Reversible suppression of protein synthesis in concert with polysome disaggregation during anoxia exposure in Littorina littorea.

Many marine invertebrates can live without oxygen for long periods of time, a capacity that is facilitated by the ability to suppress metabolic rate in anoxia to a value that is typically less than 10% of the normal aerobic rate. The present study demonstrates that a reduction in the rate of protein synthesis is one factor in the overall anoxia-induced metabolic suppression in the marine snail, Littorina littorea. The rate of [3H]leucine incorporation into newly translated protein in hepatopancreas isolated from 48 h anoxic snails was determined to be 49% relative to normoxic controls. However, protein concentration in hepatopancreas did not change during anoxia, suggesting a coordinated suppression of net protein turnover. Analysis of hepatopancreas samples from snails exposed to 24-72 h anoxia showed a gradual disaggregation of polysomes into monosomes. A re-aggregation of monosomes into polysomes was observed after 3 h of aerobic recovery. Analysis of fractions from the ribosome profile using radiolabeled probe to detect alpha-tubulin transcripts confirmed a general decrease in protein translation during anoxia exposure (transcript association with polysomes decreased) with a reversal during aerobic recovery. Western blotting of hepatopancreas samples from normoxic, 24 h anoxic, and 1 h aerobic recovered snails demonstrated that eIF-2alpha is substantially phosphorylated during anoxia exposure and dephosphorylated during normoxia and aerobic recovery, suggesting a decrease in translation initiation during anoxia exposure. These results suggest that metabolic suppression during anoxia exposure in L. littorea involves a decrease in protein translation.

Characterization of a novel gene up-regulated during anoxia exposure in the marine snail, Littorina littorea.

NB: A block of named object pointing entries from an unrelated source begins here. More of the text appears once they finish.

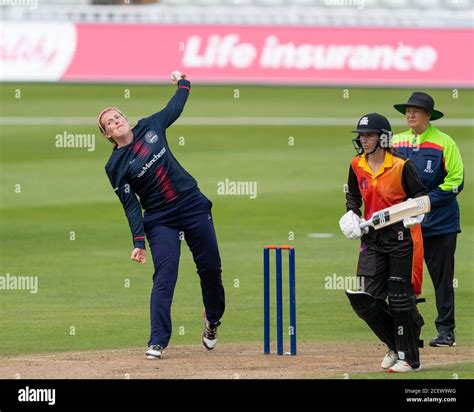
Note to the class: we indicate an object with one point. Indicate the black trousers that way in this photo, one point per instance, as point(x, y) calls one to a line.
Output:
point(439, 258)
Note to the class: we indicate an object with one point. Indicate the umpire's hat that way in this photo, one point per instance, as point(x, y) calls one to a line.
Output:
point(423, 100)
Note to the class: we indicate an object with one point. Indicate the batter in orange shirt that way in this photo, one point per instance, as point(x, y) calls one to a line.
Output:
point(390, 259)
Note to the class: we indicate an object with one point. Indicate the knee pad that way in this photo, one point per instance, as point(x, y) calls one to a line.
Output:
point(375, 313)
point(407, 320)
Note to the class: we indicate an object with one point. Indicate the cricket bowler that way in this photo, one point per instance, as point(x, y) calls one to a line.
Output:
point(141, 164)
point(390, 259)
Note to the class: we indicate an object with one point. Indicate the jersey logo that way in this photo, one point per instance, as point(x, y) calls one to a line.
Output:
point(428, 167)
point(151, 137)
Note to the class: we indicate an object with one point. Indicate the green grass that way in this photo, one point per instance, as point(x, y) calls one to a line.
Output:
point(82, 281)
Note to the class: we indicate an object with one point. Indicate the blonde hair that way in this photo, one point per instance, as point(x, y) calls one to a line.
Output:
point(102, 128)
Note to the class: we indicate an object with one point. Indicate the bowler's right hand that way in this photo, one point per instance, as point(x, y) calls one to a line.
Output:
point(139, 255)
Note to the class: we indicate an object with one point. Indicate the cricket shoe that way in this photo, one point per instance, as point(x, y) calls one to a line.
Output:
point(389, 359)
point(443, 339)
point(154, 352)
point(401, 367)
point(209, 336)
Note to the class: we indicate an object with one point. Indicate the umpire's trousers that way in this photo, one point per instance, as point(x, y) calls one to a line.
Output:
point(439, 258)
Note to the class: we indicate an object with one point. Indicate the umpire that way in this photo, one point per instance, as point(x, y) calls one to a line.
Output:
point(439, 164)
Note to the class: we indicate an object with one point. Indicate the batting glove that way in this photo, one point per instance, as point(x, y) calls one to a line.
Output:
point(349, 224)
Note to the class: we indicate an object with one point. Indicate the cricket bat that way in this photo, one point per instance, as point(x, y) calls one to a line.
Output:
point(398, 212)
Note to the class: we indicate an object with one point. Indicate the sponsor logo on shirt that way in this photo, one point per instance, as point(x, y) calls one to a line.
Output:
point(428, 168)
point(151, 162)
point(151, 137)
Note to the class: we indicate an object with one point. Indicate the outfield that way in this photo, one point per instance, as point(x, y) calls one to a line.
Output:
point(91, 296)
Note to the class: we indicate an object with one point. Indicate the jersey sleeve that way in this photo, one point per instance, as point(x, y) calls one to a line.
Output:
point(353, 195)
point(454, 180)
point(166, 117)
point(131, 206)
point(411, 181)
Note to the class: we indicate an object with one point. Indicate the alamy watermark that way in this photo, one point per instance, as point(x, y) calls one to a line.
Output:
point(31, 4)
point(67, 140)
point(360, 4)
point(231, 188)
point(336, 282)
point(37, 395)
point(13, 282)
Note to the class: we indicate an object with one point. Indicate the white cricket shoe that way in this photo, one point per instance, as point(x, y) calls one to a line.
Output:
point(154, 352)
point(389, 359)
point(209, 336)
point(401, 367)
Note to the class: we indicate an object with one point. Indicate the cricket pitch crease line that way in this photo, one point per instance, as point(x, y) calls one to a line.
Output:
point(223, 121)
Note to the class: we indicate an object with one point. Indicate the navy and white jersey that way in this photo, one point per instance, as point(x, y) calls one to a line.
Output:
point(146, 167)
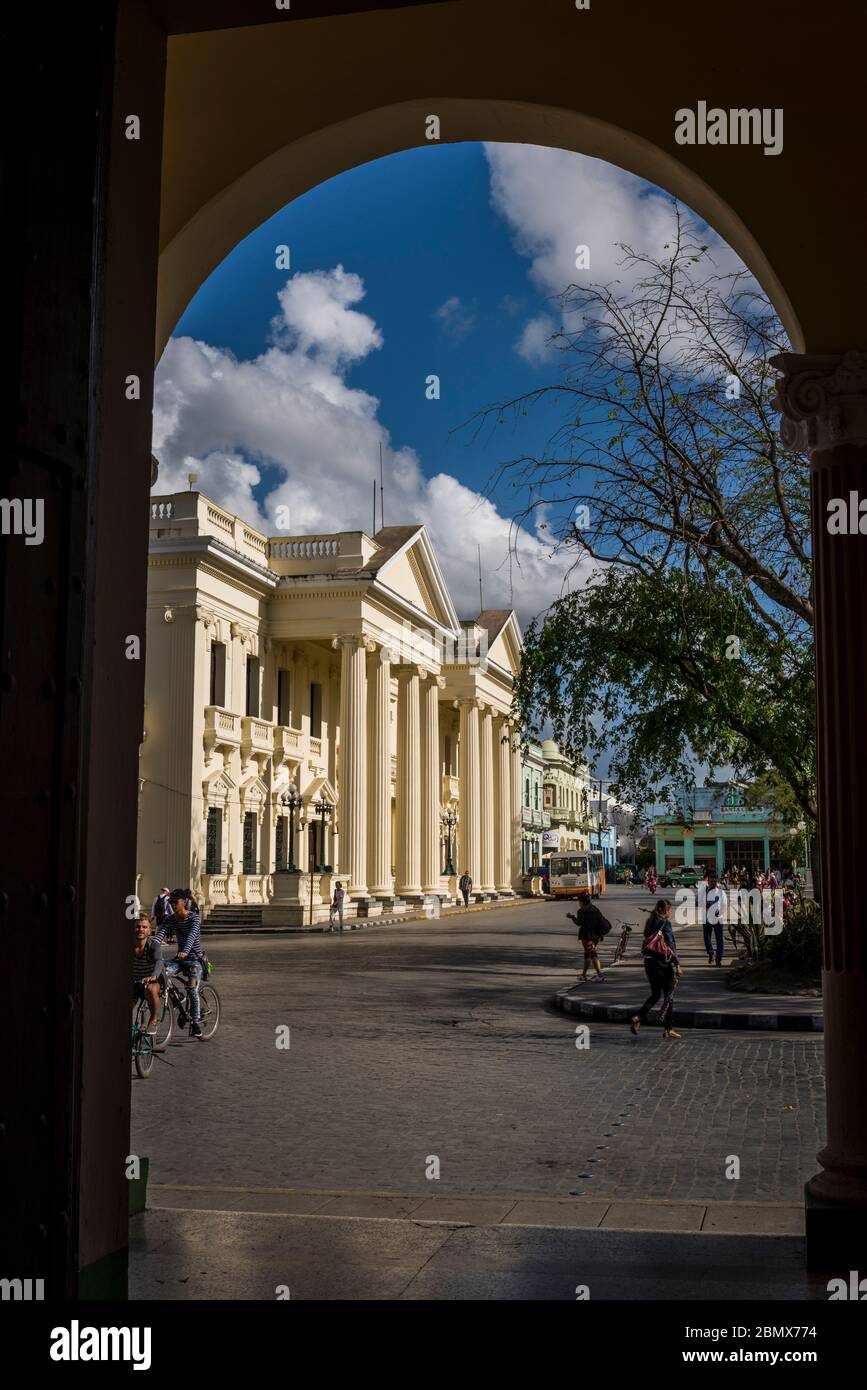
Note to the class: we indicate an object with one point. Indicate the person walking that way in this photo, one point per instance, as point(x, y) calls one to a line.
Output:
point(336, 906)
point(662, 968)
point(592, 927)
point(714, 901)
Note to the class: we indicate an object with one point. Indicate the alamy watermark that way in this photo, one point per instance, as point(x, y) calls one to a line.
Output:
point(732, 906)
point(738, 125)
point(22, 516)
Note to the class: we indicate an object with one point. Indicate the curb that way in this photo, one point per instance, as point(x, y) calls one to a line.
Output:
point(695, 1018)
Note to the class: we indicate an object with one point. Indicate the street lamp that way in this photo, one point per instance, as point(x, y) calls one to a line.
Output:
point(802, 826)
point(323, 809)
point(292, 799)
point(449, 823)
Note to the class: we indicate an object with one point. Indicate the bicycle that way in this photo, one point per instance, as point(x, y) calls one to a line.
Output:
point(142, 1041)
point(175, 1001)
point(620, 950)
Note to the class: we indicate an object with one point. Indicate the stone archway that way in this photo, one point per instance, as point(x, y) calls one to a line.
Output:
point(292, 170)
point(820, 396)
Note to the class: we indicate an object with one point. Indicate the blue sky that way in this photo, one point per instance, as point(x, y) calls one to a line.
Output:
point(420, 230)
point(279, 387)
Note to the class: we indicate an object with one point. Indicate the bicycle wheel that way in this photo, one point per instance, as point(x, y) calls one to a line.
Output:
point(166, 1023)
point(142, 1044)
point(210, 1009)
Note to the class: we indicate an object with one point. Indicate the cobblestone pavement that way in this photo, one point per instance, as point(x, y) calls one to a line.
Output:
point(438, 1039)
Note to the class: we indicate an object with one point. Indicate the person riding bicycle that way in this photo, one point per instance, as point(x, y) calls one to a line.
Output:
point(147, 969)
point(184, 920)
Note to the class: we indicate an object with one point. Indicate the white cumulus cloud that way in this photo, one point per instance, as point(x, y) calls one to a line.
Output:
point(286, 430)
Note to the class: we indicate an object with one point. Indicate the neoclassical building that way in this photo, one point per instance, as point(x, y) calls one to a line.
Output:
point(316, 704)
point(566, 797)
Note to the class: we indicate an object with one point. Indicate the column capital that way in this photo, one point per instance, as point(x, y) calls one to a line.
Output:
point(353, 641)
point(384, 651)
point(406, 670)
point(823, 399)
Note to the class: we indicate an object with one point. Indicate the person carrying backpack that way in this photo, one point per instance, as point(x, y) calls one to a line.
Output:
point(662, 968)
point(592, 927)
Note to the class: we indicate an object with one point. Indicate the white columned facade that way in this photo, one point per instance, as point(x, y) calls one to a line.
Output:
point(409, 784)
point(516, 819)
point(502, 812)
point(470, 790)
point(430, 784)
point(353, 762)
point(380, 776)
point(486, 788)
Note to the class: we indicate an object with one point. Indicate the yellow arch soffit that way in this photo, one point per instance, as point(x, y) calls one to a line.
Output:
point(295, 168)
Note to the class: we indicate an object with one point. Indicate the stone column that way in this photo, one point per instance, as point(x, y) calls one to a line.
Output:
point(409, 784)
point(431, 784)
point(517, 824)
point(824, 406)
point(380, 769)
point(486, 787)
point(502, 818)
point(352, 791)
point(470, 791)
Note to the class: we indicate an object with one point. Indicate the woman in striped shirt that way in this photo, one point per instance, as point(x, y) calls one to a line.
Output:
point(146, 968)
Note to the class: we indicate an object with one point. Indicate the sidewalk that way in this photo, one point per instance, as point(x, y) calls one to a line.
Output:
point(363, 923)
point(702, 1000)
point(197, 1243)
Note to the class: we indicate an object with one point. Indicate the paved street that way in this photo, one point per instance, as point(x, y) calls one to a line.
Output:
point(436, 1039)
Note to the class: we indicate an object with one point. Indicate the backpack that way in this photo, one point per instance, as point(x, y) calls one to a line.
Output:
point(657, 947)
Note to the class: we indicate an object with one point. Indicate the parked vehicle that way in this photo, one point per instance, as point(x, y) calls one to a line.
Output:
point(580, 872)
point(682, 876)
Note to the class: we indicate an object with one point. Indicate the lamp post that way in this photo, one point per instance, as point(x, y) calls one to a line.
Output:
point(323, 809)
point(449, 823)
point(292, 799)
point(802, 826)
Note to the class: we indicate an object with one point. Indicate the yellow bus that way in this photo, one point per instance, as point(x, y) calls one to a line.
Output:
point(574, 872)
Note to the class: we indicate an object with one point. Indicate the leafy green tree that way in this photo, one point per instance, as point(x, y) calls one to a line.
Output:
point(688, 630)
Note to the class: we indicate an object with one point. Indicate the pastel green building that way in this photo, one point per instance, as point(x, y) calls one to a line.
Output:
point(713, 826)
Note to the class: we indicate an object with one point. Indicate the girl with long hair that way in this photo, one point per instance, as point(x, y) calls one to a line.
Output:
point(662, 968)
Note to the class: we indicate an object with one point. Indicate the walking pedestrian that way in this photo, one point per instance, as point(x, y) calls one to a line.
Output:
point(592, 927)
point(662, 968)
point(336, 906)
point(714, 901)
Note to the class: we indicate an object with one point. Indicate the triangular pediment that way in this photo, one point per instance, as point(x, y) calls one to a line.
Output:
point(414, 574)
point(318, 788)
point(506, 644)
point(254, 790)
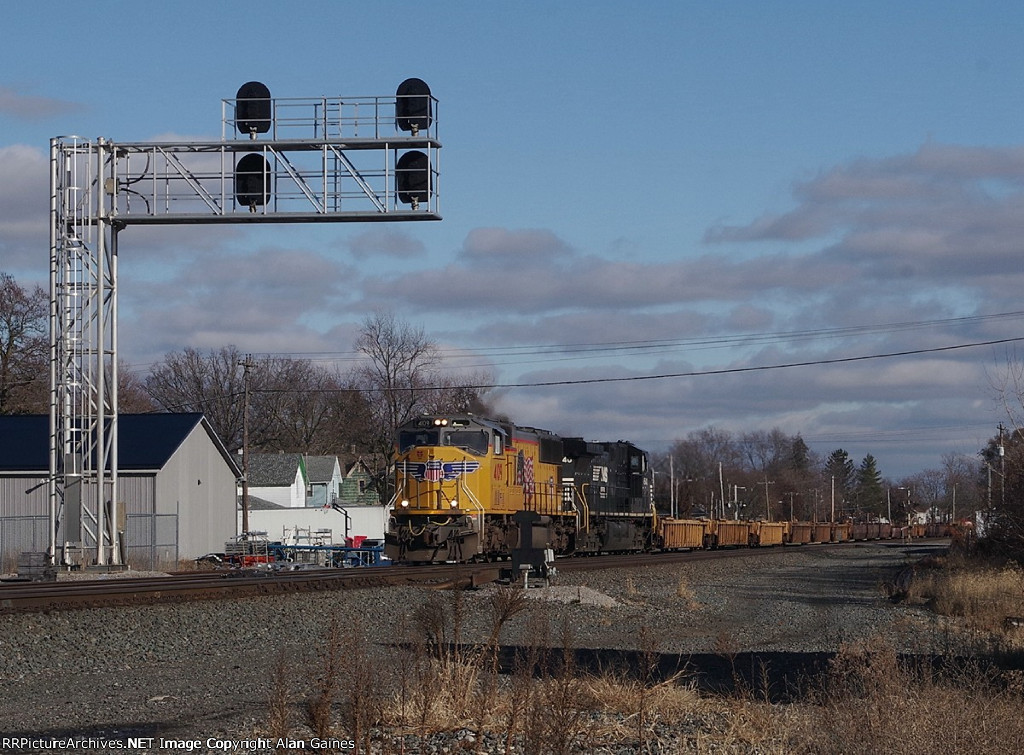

Gene expression was investigated during anoxia exposure in the marine snail, Littorina littorea. Differential screening of a cDNA library made from hepatopancreas of anoxic L. littorea yielded a 525 bp clone coding for the novel gene kvn. The deduced amino acid sequence of the KVN protein contained 99 amino acid residues with a predicted molecular weight of 12 kDa and showed an N-terminal secretory signal. Analysis of hepatopancreas samples over a time course of anoxia exposure showed a maximum increase in transcript levels of 5.8-fold after 48 h relative to normoxic animals, with a subsequent decrease in transcript levels during normoxic recovery. Nuclear run-off assays confirmed the observed transcriptional up-regulation of kvn during anoxia. Organ culture experiments were performed to determine a possible pathway of up-regulation of kvn, with data indicating a putative role for cGMP in signal transduction. Profiles of ribosome distribution in polysomes versus monosomes revealed a reduction in the polysome peak during anoxia and a shift in the position of kvn transcripts to association with the lower density polysome/higher density monosome region. The data suggest that the kvn transcript is both transcribed and translated during anoxia, indicating a possible significant role for the KVN protein in the survival of anoxia by L. littorea.